No Responses to “June 2009 Top 20 Hottest Celebrity Chicks”

  1. miso drunk says:

    I'm not happy with the list. Do it again!

  2. Cole says:

    WOW!!! Boooooooooooooooooooooooooooo. Icky top 10. I think you need to make some revisions! There are maybe 5 in the whole list I would do. Anne Hathaway??? ICK! Not hot at all!!!! Slightly pretty at best. There are many that shouldn't ever be in anyone's top 20

  3. Bobby says:

    Cole–It's already well established that my tastes and your tastes are vastly different. I've seen your Top-whatever list before, Cole. It was laughably terrible. But we invite you (and by we, I mean me) to post one.

  4. Complexhigh says:

    WOw all of these chicks and not one black chick. Can you say racist. Yes, RACIST. 

  5. Bobby says:

    I don't base the list on racial quotas, just who has my attention at the time. Black chicks have been on my lists before and will be again–just none made it this go around.

  6. SG says:

    Well Buddy, I don't like it.  You sold out.  Where is Zhang?

  7. Bobby says:

    A little Ctrl-F will show you that I explained Zhang's removal in the intro. R.I.F.

  8. SG says:

    Don't care.  I read it and the verdict is that you are still a sell out. 

  9. Bobby says:

    You didn't read shit or you wouldn't have asked; now you're trying to cover it up. That or you're moody since you still haven't found a way to get your tongue in Hello Kitty's rectum. But definitely one of the two you sick, gay bastard.

  10. SG says:

    Hello Kitty doesn't even have a mouth.  Why would you think (s)he has a rectum?  Wait, on second thought, why are you even thinking of Hello Kitty's rectum?  That is just disturbing.  Almost as disturbing as leaving your Asain lover, Zhang, off the top twenty.

  11. Bobby says:

    Ah, so now we're getting somewhere.

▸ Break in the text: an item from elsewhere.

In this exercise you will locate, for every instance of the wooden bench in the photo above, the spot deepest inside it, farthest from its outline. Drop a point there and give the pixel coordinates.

It's Hello Kitty's complete lack of a rectum that has angered the Gawd.

  12. SG says:

    Don't be lead astray young paduwan.  This isn't the forum for HK.  This is all about you selling out and getting rid of Zhang.  We all know your true feelings for the Asian race.  Besides, there is no proof that HK doesn't have a chocolate starfish. 

  13. Bobby says:

    Still grasping desperately to that angle? Dude, your complaint has been duly noted. You want Zhang on a list? Take a Midol, quit beating off to gay porn, and use your free time instead to make your own list. Then print out that list and shove it up Hello Kitty's ass.

  14. SG says:

    Well, I can see this is futile.  Some how we went from you shunning Zhang to me having relations with HK.  I concede good Sir.